Great Plains Loop

Day 2: Datil to Rio Chama, New Mexico

In the morning I realized I had taken us slightly off track, so we backtracked to Pie Town and took a "shortcut" to route 117 that devolved into a string of iimpressive and progressively slippery mud slides.
Some lovely wildflowers along King Ranch Road.
Finally we glided onto pavement at the junction with route 117 and immediately bumped up against the southernmost tongue of the El Malpais Lava Flow.
There's a nice 1.4-mile hike here through a 3000-year-old lava flow known as "Lava Falls."
Zig-zag fissures 20 feet deep alternate with countless collapsed lava tubes and bizarre rope-like formations.
Another short hike to La Ventana Natural Arch. El Morro, Datil, El Malpais, Cebola National Forest — I love west central New Mexico! We need to figure out how to spend part of the summer here!
From Grants we took our favorite route across the Navajo Reservation through Hospah, Whitehorse, Pueblo Pintado and Torreon.
My favorite business name: Chaco Wash Laundromat, on Chaco Wash of course!
goat on the reservation

Near Whitehorse, a herd of goats and sheep wandered onto the road, even lying down in the road, and were not impressed by our efforts to persuade them to mosey along.
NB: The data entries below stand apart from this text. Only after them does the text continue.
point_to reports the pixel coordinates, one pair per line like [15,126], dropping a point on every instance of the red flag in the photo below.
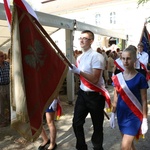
[37,74]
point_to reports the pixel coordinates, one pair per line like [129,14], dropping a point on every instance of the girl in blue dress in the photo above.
[130,101]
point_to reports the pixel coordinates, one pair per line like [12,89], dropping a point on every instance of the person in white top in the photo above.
[142,60]
[90,68]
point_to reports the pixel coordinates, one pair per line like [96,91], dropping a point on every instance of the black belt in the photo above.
[90,92]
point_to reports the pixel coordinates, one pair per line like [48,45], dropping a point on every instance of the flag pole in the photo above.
[59,51]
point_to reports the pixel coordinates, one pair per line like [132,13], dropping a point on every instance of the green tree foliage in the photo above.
[142,2]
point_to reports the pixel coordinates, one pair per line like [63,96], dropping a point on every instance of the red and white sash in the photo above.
[118,66]
[127,96]
[95,88]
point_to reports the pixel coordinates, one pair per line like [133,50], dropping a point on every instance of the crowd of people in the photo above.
[126,70]
[119,69]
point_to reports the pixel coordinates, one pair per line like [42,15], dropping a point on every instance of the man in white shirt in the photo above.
[142,60]
[89,100]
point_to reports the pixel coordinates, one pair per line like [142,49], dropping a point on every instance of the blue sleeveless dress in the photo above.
[129,123]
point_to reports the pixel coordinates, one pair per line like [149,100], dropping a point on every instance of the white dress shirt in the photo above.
[91,60]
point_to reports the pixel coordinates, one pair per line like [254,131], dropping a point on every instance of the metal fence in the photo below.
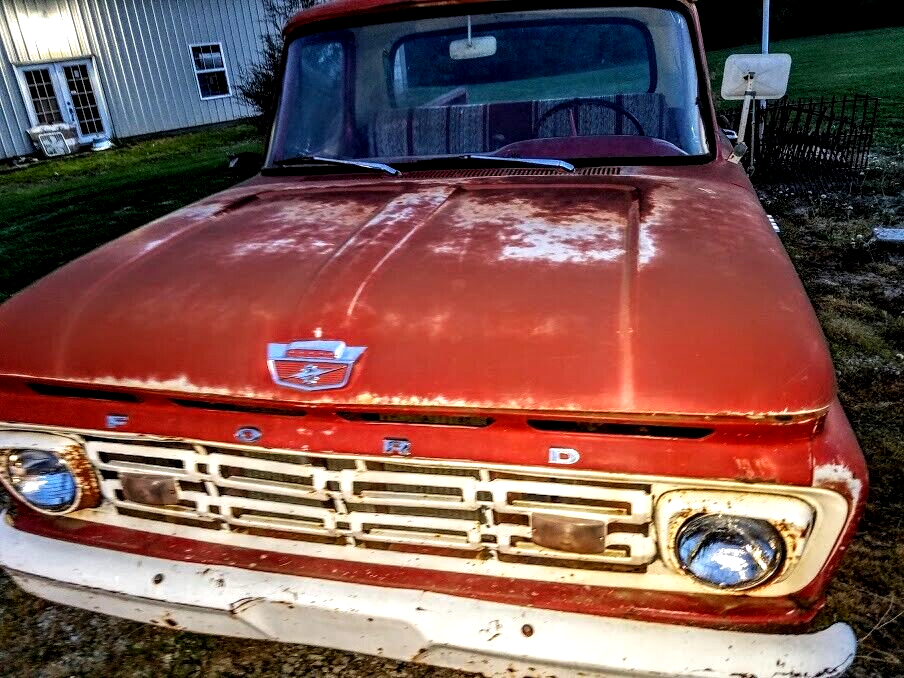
[816,144]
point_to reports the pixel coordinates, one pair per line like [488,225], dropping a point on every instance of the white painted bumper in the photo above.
[403,624]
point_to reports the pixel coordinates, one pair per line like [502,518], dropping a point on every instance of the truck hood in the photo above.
[591,294]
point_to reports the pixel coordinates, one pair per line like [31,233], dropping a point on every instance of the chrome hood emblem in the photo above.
[314,365]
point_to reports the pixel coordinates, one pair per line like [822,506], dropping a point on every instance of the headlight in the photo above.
[50,473]
[41,479]
[730,552]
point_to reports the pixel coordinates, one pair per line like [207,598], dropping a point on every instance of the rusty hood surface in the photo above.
[623,294]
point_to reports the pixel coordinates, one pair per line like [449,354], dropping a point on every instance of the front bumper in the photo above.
[490,638]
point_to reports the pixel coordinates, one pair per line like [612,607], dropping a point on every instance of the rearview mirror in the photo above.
[473,48]
[766,75]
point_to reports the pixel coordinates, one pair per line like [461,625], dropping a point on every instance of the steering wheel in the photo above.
[576,103]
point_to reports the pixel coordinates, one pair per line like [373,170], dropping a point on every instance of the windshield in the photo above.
[573,84]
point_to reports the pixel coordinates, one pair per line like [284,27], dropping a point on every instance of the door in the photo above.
[66,92]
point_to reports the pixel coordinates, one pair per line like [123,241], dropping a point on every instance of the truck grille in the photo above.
[454,509]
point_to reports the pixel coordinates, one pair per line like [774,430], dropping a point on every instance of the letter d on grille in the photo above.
[563,456]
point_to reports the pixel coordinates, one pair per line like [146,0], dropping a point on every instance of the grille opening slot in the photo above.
[539,501]
[613,429]
[188,520]
[426,470]
[465,553]
[238,407]
[140,461]
[375,490]
[87,393]
[570,563]
[313,502]
[271,478]
[298,458]
[276,520]
[416,511]
[375,530]
[416,419]
[290,535]
[565,480]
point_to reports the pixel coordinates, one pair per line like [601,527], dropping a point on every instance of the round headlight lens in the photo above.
[42,479]
[730,552]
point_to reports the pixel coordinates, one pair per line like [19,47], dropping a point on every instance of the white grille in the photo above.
[459,509]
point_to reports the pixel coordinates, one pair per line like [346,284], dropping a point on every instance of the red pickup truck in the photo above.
[497,365]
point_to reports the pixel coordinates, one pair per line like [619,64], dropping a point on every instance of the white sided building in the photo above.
[77,72]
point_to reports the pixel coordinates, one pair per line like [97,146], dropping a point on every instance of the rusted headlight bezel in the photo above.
[70,453]
[733,533]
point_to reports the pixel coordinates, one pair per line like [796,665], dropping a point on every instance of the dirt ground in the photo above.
[857,287]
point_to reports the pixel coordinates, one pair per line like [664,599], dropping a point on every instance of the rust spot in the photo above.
[86,480]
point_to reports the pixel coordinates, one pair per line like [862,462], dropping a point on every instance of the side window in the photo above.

Although there were inky black clouds on the horizon, we tanked up on coffee and pecan pie in Cuba and continued rolling north through that great red rock country near Coyote and Gallena, and on past Abiquiu and Ghost Ranch, to a campsite I'd read about along the Rio Chama.
Actually, there are a number of dispersed campsites along the Rio Chama. We pulled into one a few feet from the river just in time for the most spectacular sunset I'd ever seen, a curtain of vibrant liquid magenta behind powder-colored cliffs.
And then the sky opened up, and it rained. And rained. And rained. And our "campsite along the river" began to feel less and less desirable. Yes, we were at least one foort above the water, but we know what mountain-fed streams can do in the desert. We eventually moved to higher ground, without even lowering the roof, on a bench about half a mile upstream.